Ingest Envoy: The Workspaces NGAS & Metadata Ingestion System

Ingest Envoy is responsible for setup and launch of all types of file ingestion for the Workspaces System. Currently, this includes standard calibration and standard image ingestion.

usage: ingest_envoy [-h] [--calibration CALIBRATION] [--image IMAGE] [--observation OBSERVATION OBSERVATION] [--seci SECI SECI]

Workspaces Ingestion System

options:
  -h, --help            show this help message and exit
  --calibration CALIBRATION
                        run ingestion for a calibration product
  --image IMAGE         run ingestion for an image product
  --observation OBSERVATION OBSERVATION
                        run ingestion for an observation
  --seci SECI SECI      run ingestion for VLASS SECI image products

Ingest Envoy makes use of the existing ingest functionality of the AAT-PPI which simply takes an ingestion manifest as input. While this is consistent regaurdless of ingestion type, the manifest itself, as well as the ingestion staging requirements differ between the types of files to be ingested. For this reason, Ingest Envoy's functionality can be broken into two underlying parts: Setup and Launch.

Setup

Setup can be further divided into two essential components: Product Staging and Manifest Generation.

Product Staging

Product Staging is the step that collects all ingestable products and places them in the workspaces staging area located at: /lustre/aoc/cluster/pipeline/<capo-profile>/workspaces/staging

This collection is most often performed via a shell script such as the calibration-table-collector.sh for calibration ingestion or the image-product-collector.sh for image ingestion.

In the case of calibration ingestion, the collection script creates a tar file containing all the calibration tables and then creates a new weblog tar file to ensure that only the most recent version is ingested with the tables. Both tar files are then placed in the staging area.

In the case of image ingestion, the collection script copies the image fits files to the staging area along with a new weblog tar file as with calibration ingestion, but it also creates a pipeline artifacts tar file which contains other files produced during a CASA imaging run, such as casa_pipescript.py and the CASA produced PPR file unknown.hifv_contimage.pprequest.xml. There is also an extra metadata file, aux_image_metadata.json, required for image ingestion which must be transferred to the staging area.

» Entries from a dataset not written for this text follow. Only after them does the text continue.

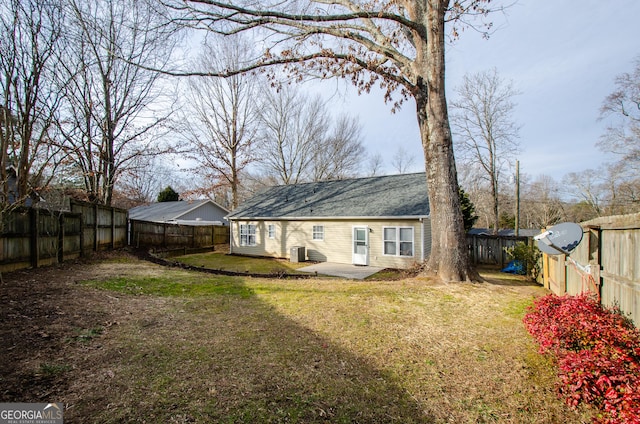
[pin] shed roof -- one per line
(390, 196)
(167, 211)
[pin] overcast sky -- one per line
(562, 55)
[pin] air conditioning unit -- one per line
(297, 254)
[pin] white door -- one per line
(360, 245)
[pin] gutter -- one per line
(328, 218)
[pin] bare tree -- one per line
(293, 127)
(622, 107)
(340, 153)
(29, 100)
(374, 164)
(484, 128)
(110, 117)
(402, 161)
(398, 44)
(542, 205)
(220, 117)
(587, 186)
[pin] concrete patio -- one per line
(355, 272)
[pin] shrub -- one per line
(598, 354)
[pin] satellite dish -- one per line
(560, 239)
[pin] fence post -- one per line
(95, 228)
(113, 229)
(164, 237)
(61, 238)
(34, 217)
(82, 251)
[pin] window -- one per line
(318, 232)
(247, 235)
(397, 241)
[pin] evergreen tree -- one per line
(168, 195)
(468, 210)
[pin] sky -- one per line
(562, 55)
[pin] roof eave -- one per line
(324, 218)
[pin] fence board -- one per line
(610, 246)
(36, 237)
(166, 235)
(489, 249)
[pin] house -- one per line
(196, 212)
(379, 221)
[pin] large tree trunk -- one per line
(449, 260)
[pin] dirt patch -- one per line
(169, 345)
(47, 320)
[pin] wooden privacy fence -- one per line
(610, 247)
(33, 237)
(168, 235)
(488, 249)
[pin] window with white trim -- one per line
(318, 232)
(397, 241)
(247, 235)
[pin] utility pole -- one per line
(517, 220)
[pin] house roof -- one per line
(391, 196)
(167, 211)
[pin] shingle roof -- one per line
(165, 211)
(387, 196)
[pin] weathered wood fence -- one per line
(610, 247)
(33, 237)
(488, 249)
(167, 235)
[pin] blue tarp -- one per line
(515, 267)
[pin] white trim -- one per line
(366, 244)
(398, 242)
(330, 218)
(313, 232)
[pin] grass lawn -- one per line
(173, 346)
(246, 264)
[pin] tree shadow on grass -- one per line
(224, 357)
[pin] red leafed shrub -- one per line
(598, 354)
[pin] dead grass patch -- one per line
(177, 346)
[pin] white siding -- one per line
(337, 243)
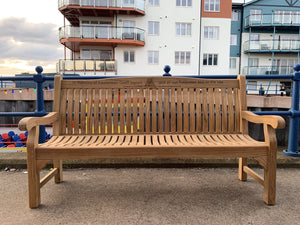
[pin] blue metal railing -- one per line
(293, 113)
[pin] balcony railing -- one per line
(86, 66)
(262, 20)
(270, 45)
(265, 70)
(102, 32)
(136, 4)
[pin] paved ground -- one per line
(151, 196)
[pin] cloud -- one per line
(23, 44)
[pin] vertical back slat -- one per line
(179, 110)
(230, 110)
(224, 111)
(141, 110)
(116, 111)
(166, 110)
(128, 111)
(218, 110)
(122, 111)
(160, 110)
(154, 111)
(198, 110)
(134, 110)
(192, 109)
(90, 112)
(211, 110)
(102, 110)
(185, 110)
(109, 111)
(96, 112)
(237, 111)
(173, 111)
(205, 110)
(147, 119)
(63, 109)
(83, 112)
(76, 110)
(70, 93)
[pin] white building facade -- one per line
(137, 37)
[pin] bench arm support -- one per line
(29, 122)
(277, 122)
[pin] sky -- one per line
(29, 35)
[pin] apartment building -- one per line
(265, 38)
(140, 37)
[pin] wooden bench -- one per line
(150, 117)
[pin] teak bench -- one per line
(150, 117)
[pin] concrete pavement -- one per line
(151, 196)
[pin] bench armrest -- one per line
(29, 122)
(277, 122)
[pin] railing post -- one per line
(294, 118)
(39, 79)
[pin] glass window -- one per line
(210, 59)
(211, 32)
(153, 28)
(183, 29)
(233, 39)
(129, 56)
(154, 2)
(153, 57)
(186, 3)
(212, 5)
(232, 63)
(182, 57)
(235, 15)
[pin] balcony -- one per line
(265, 70)
(73, 37)
(267, 46)
(73, 9)
(290, 21)
(86, 66)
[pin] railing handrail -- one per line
(137, 4)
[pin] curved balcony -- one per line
(270, 20)
(86, 65)
(265, 70)
(73, 9)
(72, 37)
(267, 46)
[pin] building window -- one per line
(153, 28)
(212, 5)
(183, 29)
(186, 3)
(182, 57)
(210, 59)
(129, 56)
(211, 33)
(233, 39)
(255, 15)
(153, 57)
(235, 15)
(154, 2)
(232, 63)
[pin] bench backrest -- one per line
(149, 105)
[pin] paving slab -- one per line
(151, 196)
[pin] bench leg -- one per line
(270, 181)
(270, 168)
(33, 182)
(59, 176)
(242, 175)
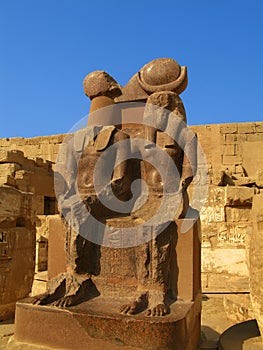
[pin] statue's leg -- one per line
(142, 266)
(162, 249)
(82, 262)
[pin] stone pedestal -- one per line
(97, 323)
(17, 265)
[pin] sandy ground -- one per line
(214, 321)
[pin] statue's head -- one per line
(163, 74)
(159, 106)
(100, 83)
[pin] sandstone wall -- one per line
(235, 159)
(235, 163)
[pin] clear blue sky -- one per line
(48, 46)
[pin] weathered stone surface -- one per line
(256, 262)
(238, 196)
(238, 307)
(96, 325)
(251, 164)
(17, 246)
(259, 178)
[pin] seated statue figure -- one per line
(153, 259)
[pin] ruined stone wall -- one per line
(234, 160)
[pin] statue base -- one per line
(97, 324)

Once product staging is done, the envoy is ready to produce the ingestion manifest file.

Manifest Generation

The Ingestion Manifest is essentially the master instruction list for an ingestion request. It contains the names, locations, and types of all products to be ingested into NGAS and the NRAO metadata database for retrieval via the new NRAO Archive.

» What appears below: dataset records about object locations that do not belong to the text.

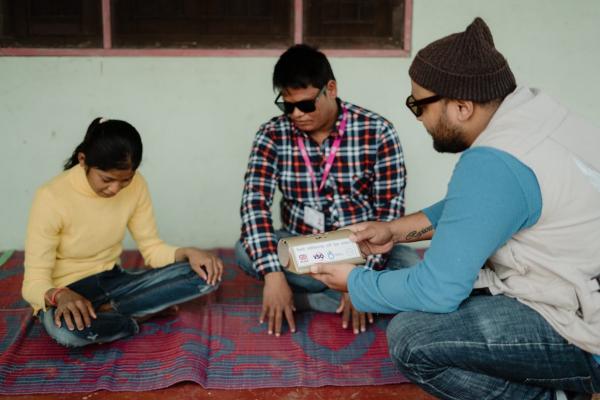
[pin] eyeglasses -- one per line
(416, 106)
(305, 106)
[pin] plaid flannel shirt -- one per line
(366, 181)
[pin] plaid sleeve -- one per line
(258, 234)
(389, 183)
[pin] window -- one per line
(203, 27)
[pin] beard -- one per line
(447, 138)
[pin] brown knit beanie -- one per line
(465, 66)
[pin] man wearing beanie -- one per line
(506, 302)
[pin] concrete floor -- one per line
(193, 391)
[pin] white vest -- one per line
(549, 265)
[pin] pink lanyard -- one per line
(330, 158)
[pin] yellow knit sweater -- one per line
(74, 233)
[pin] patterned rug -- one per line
(215, 341)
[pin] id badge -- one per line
(314, 218)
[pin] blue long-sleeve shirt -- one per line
(491, 196)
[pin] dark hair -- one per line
(302, 66)
(110, 144)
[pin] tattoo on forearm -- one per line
(415, 235)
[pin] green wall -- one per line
(197, 116)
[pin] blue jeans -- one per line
(131, 295)
(492, 347)
(311, 294)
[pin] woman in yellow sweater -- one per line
(76, 226)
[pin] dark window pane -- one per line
(50, 23)
(354, 24)
(202, 23)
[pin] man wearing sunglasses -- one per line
(335, 164)
(506, 302)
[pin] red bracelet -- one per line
(53, 297)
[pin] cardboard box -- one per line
(298, 253)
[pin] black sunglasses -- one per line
(416, 106)
(305, 106)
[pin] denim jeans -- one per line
(311, 294)
(492, 347)
(131, 295)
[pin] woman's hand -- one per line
(208, 266)
(74, 308)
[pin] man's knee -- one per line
(406, 337)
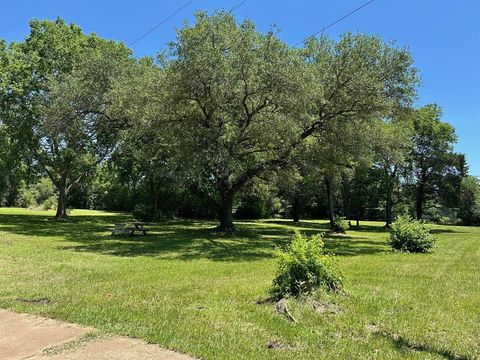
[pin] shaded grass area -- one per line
(192, 289)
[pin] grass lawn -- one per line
(191, 289)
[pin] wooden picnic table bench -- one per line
(125, 230)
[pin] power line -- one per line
(161, 23)
(235, 7)
(333, 23)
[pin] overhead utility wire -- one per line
(235, 7)
(162, 22)
(333, 23)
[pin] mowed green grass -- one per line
(191, 289)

There are three main sections to an ingestion manifest: Parameters, Input Group, and Output Group. The Parameters section sets parameters such as ingestion path, telescope, and if there is an additional metadata file.

The Input Group section defines the input group association for the files to be ingested. This section contains the input science product that was used to create the file to be ingested. For calibrations, this should be an execution block locator, and for images, this should be the calibration locator.

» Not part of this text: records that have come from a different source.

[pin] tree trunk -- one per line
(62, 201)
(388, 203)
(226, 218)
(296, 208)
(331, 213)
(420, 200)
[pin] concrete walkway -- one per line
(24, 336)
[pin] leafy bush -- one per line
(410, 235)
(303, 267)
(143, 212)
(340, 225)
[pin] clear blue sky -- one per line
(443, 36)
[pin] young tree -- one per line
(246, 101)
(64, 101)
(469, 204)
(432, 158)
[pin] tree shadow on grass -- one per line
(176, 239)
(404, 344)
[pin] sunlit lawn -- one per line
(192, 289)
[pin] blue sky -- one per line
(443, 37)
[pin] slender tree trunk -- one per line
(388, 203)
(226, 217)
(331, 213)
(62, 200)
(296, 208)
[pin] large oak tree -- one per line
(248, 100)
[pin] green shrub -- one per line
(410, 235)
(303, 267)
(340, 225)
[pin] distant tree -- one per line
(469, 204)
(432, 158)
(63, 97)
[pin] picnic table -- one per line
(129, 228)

The Output Group section defines all files related to the main science product being ingested. This section contains the type and file name of the main science product and the type and file name of any associated ancillary products. An ancillary product is anything the is related to the main science product that is worth ingesting, such as weblogs and the pipeline and ingestion artifacts tar files.

After the manifest is properly generated, the manifest and any additional metadata files are tarred up into the ingestion artifacts tar file and both the manifest and the new artifact tar file are placed in the staging area.

Launch

Calibration and Image ingestion are initiated in exactly the same way - by providing the staging area directory name to ingest. Because of this, Ingest Envoy contains a single function for launching the ingest pex which is called by all typed ingestion launchers.

Ingest Envoy has two types of Launcher classes: IngestCalibrationLauncher and IngestImageLauncher. Each typed launcher handles the type specific setup, as described above, and then call the shared ingestion function. Upon ingest's completion, Ingest Envoy checks the return code and logs either a successful or failed ingestion and exits.